I'm sorry, but no. A business can have interests that are obviously and deeply evil, such as in a very extreme example, the production of Zyclon B for the Nazis. It is a myth that earning money somehow insulates you from being scum, and if you're acting against the interests of literally everyone except yourself and at their direct expense, you might be scum.
If you're saying that's right, I'd argue the point strenuously. It's also wrong when our elected officials, predictably, bend.
...And Enron, and Goldman, and all of the companies that tanked us in 2008. Right? Where is this right spelled out exactly, except in the fiction that corporations are people without the responsibilities?
Whether you believe in the Citizen's United decision or not, companies are still groups of people. People, alone or in groups, have the right to speak, and to petition the government.
For clarity, I think this particular attempt at lobbying is terrible and they ought to be blasted for it publicly. That doesn't mean it should be illegal for a group of people to talk to the government about their interests, just that if those interests are counter to the interests of the general public then we should judge that accordingly.
Lobbying is speech. You can't just censor people you disagree with. That's not the basis of our democratic society. The price of being able to speak what you think is good, is having to hear what you think is bad.
I think OP is moving the goalposts here. They also say "It's wrong when our elected officials bend to those business interest when it goes against the public interest", which is clearly a moral argument as opposed to a legal one.
Then is your position that businesses should not be expected to behave ethically, but politicians should? That's a pretty weird line to draw. There's no reason we shouldn't expect all members of society to adhere to a generally agreed-upon code of ethics, even if parts of that code shouldn't be made into law.
In a perfect society, everyone would act ethically. That isn't true sadly. We have to often force people to be ethical. We force businesses into ethics through law. We can't guilt trip a business. We can however expect ethics/morality from politicians because they are people. And really, they are elected into their positions because of their ethics.
Sure we can. We can complain to them, boycott them, post stories on HN so other people know they're unethical, etc.

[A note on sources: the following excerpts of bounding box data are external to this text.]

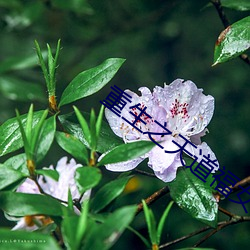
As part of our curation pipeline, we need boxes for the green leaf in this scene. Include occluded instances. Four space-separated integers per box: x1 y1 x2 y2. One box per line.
0 111 43 156
62 216 79 250
221 0 250 11
0 228 61 250
59 58 125 106
0 76 46 102
97 141 155 166
91 176 132 213
213 16 250 66
0 164 26 190
75 167 102 194
127 226 151 249
0 192 66 216
95 105 104 141
56 132 89 165
142 200 157 245
62 201 88 250
37 116 56 162
83 206 136 250
157 201 174 245
76 200 89 249
59 113 123 153
89 109 96 151
168 167 218 227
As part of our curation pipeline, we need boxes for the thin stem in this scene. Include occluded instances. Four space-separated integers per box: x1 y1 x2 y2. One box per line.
219 207 236 218
211 0 250 65
136 186 169 214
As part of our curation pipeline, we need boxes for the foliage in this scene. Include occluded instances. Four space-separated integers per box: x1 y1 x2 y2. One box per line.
0 0 250 250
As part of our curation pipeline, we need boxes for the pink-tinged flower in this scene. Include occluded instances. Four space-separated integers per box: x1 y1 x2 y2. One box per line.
102 79 218 182
12 157 90 231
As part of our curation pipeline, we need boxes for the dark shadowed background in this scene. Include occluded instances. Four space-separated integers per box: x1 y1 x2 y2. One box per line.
0 0 250 250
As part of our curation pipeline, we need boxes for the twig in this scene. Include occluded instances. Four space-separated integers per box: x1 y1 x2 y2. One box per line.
211 0 250 65
136 186 169 214
193 216 250 247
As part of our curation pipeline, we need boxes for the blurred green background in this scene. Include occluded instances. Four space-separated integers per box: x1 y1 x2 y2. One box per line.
0 0 250 250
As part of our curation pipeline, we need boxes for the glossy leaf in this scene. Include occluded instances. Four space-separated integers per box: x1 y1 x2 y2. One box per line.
73 106 91 146
98 141 155 166
0 164 25 190
56 132 89 165
59 113 123 153
91 176 132 212
0 111 44 156
75 167 102 194
142 200 157 245
0 76 46 102
37 116 56 162
83 206 137 250
0 192 66 216
168 168 218 227
59 58 125 106
62 201 88 250
213 16 250 66
221 0 250 11
0 228 61 250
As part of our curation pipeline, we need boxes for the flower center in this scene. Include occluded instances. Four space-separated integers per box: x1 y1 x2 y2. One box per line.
170 99 190 122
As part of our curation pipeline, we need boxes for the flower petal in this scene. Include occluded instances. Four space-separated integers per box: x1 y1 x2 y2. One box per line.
186 142 220 173
16 178 40 194
11 217 38 232
153 79 214 136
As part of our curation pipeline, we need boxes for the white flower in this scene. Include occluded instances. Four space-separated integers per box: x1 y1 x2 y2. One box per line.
12 157 90 231
101 79 216 182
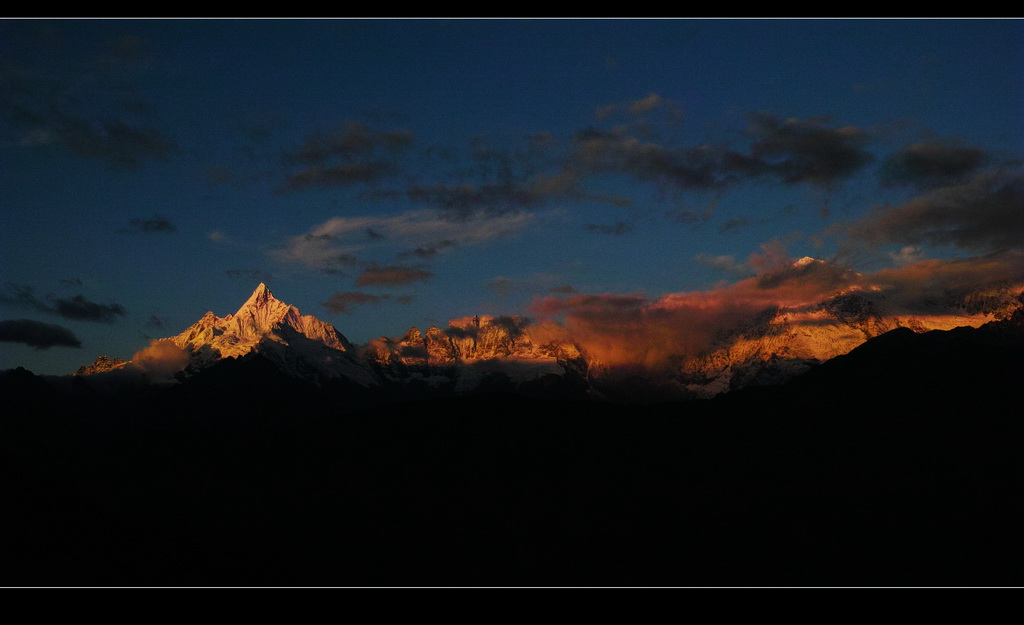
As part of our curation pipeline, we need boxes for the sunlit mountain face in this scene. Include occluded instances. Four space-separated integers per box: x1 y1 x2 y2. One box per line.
0 18 1024 585
59 257 1024 403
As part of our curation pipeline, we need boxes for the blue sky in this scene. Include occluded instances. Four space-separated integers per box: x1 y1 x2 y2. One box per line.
0 18 1024 374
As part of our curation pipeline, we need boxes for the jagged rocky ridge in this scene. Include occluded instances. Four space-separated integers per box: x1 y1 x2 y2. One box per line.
77 270 1024 403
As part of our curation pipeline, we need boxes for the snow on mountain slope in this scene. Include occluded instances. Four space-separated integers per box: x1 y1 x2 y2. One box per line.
365 316 586 392
70 274 1024 401
169 283 380 387
678 280 1021 398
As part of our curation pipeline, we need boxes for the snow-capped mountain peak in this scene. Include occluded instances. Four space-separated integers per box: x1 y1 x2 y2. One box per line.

> We can however expect ethics/morality from politicians because they are people.
Businesses are just groups of people. A business behaves ethically only if the people who make it up behave ethically. We don't lose the ability to criticize them just because they're acting as a group.
> Sure we can. We can complain to them, boycott them, post stories on HN so other people know they're unethical, etc.
Sure, we could do that, but unless any of those things affect profit, the business won't change. Morality doesn't motivate business, profit/money does.
> Businesses are just groups of people. A business behaves ethically only if the people who make it up behave ethically. We don't lose the ability to criticize them just because they're acting as a group.
Sure, and if people feel morally conflicted an leave the business, they are replaced. If there comes a time where so many people are morally conflicted that there are not enough people to run effectively run the business, then the business will change or cease to exist. Even in that situation, you have a moral issue for the workers that became a financial issue for the business.
Businesses have no morals. The people who run it do.
That would be the aforementioned fiction I was expecting you'd trot out. You really are just abandoning anything like a moral or intellectual dimension of responsibility in favor of pure legalism, up to and including IG Farben in Nazi Germany?!
If you're saying that's right, I'd argue the point strenuously. It's also wrong when our elected officials, predictably, bend.